Firewall Closure Proof
If SSH/API access was opened for the run, close it in its own final Terraform plan after cluster health is proven.
terraform plan -input=false -parallelism=1 -out=operator-close.tfplan
terraform apply -input=false -parallelism=1 operator-close.tfplan
rm -f operator-close.tfplan
terraform plan -input=false -parallelism=1 -detailed-exitcode
Then verify:
- Cloud firewall rules no longer include temporary SSH/API source CIDRs.
- Public
kubectl from the closed source fails or times out, unless the cluster intentionally exposes the API through a control-plane LB.
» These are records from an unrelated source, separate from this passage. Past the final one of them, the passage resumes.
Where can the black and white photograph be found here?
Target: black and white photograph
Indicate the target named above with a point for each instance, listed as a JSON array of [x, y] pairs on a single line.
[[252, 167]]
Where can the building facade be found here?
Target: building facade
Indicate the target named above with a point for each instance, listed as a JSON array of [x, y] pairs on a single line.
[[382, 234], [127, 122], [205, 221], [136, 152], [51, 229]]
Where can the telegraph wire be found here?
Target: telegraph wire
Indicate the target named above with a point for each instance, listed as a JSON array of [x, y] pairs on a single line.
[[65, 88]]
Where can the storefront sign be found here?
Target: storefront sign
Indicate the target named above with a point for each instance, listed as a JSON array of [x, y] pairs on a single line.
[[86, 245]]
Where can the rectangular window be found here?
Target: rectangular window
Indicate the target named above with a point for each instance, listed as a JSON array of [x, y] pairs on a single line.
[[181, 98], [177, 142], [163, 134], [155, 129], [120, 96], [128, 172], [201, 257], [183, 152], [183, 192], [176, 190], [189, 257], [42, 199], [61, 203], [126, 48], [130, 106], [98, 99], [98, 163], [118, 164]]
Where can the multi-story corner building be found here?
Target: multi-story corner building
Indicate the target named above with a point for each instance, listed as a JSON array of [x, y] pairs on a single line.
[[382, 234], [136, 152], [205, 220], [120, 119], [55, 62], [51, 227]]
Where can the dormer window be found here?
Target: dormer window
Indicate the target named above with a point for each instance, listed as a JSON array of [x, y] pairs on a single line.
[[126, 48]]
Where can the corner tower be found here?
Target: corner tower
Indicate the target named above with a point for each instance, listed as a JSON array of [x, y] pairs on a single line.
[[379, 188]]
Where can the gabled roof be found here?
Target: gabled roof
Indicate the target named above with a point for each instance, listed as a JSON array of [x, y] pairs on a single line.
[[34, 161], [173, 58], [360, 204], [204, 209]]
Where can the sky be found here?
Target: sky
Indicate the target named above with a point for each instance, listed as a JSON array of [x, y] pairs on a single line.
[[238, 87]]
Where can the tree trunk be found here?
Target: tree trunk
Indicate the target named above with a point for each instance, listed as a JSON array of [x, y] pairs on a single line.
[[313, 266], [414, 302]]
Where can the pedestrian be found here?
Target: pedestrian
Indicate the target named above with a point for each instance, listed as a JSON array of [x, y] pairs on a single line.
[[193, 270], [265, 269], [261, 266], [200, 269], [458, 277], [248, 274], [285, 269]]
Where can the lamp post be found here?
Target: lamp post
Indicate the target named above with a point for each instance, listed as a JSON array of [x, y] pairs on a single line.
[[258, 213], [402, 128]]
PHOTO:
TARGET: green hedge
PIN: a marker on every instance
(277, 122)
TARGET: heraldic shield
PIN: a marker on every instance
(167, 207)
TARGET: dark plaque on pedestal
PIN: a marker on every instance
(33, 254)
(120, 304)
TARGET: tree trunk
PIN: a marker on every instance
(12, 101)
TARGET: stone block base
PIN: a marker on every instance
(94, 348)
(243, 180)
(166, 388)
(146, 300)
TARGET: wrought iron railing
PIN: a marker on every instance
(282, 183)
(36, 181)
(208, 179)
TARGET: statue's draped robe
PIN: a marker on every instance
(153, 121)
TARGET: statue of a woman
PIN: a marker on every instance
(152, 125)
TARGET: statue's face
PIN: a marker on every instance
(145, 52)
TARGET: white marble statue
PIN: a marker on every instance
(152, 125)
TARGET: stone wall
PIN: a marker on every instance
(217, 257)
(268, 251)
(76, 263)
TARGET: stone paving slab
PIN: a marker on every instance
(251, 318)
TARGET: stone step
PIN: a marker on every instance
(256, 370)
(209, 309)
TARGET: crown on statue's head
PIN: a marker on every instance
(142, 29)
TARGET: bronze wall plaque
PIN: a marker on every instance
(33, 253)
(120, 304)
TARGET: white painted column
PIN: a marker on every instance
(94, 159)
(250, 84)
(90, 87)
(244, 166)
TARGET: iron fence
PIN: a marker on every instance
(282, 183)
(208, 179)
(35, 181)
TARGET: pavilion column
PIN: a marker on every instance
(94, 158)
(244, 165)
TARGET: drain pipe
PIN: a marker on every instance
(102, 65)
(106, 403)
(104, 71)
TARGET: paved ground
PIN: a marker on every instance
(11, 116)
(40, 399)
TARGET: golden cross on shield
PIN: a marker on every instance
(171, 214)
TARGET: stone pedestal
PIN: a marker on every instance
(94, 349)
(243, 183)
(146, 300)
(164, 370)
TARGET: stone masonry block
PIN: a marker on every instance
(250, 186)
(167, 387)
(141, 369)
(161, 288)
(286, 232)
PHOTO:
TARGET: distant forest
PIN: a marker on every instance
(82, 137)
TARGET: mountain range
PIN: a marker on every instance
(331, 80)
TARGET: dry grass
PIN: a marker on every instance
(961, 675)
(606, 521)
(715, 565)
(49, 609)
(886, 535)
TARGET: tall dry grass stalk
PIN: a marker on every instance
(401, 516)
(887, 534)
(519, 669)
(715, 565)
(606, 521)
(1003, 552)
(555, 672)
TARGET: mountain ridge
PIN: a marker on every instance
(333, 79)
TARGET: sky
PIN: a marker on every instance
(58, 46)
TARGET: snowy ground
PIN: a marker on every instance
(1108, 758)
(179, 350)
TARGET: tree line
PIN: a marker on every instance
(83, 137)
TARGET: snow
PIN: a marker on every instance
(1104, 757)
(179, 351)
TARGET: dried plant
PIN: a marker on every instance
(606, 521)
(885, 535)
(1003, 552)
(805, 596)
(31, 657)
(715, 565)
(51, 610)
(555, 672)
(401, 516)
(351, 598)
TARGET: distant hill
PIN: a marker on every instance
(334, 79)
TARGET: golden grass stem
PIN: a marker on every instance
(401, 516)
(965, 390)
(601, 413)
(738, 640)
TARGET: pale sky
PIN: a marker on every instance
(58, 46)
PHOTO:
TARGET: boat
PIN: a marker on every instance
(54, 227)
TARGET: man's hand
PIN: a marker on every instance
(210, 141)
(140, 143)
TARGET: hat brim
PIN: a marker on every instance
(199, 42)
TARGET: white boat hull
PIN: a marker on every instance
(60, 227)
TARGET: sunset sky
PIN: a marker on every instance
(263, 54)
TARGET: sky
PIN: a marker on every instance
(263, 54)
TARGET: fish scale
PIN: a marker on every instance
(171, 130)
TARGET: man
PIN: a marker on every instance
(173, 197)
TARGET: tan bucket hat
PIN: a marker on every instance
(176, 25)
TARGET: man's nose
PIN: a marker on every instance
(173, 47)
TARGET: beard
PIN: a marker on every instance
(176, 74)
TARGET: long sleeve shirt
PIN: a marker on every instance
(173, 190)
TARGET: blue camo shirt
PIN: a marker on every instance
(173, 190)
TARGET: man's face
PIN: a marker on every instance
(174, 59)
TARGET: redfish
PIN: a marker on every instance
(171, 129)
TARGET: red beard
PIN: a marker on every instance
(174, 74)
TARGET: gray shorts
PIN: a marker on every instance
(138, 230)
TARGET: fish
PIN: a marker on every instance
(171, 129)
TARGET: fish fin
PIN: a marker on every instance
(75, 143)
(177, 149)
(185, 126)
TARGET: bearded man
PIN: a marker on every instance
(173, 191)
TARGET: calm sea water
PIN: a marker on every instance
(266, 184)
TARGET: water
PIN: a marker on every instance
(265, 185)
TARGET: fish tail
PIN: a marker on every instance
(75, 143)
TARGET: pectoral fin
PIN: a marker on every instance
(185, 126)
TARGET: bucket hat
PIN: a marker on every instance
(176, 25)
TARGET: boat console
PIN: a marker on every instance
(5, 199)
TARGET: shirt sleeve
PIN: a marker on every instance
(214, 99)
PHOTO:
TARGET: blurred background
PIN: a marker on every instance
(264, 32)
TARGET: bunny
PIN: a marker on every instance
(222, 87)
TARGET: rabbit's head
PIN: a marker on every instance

- Public ingress/application readiness still succeeds.
Final Report
Report:
- Module version/source before and after.
- K3s version/channel before and after.
- HA assessment: control plane/etcd count, agent pools, ingress replicas, application replicas, and singleton stateful risks.
- Terraform proof:
fmt, validate, final plan -detailed-exitcode result.
- Kubernetes proof: node versions, upgrade plans complete, API readyz, deployments/statefulsets ready.
- Ingress/app proof: load balancer target health and application readiness.
- Immutable replacement proof, if used: old servers gone, replacement nodes Ready, etcd membership contains only intended voters, stateful data integrity checks passed, and firewall access is closed again.
- Any incident during the upgrade and the corrective setting or action.
- Remaining risks and the exact condition that would make them safe.
Git Hygiene
Before committing:
git status --short
git ls-files | rg '(^|/)(.*kubeconfig.*|.*\.tfstate(\.backup)?|\.terraform/|.*\.tfvars|.*\.auto\.tfvars|\.terraform\.local\.env)$' || true
git diff --cached --check
If a secret-bearing local file is tracked, remove it from the index with git rm --cached <path>, add an ignore rule, and keep the local file only if it is still operationally needed.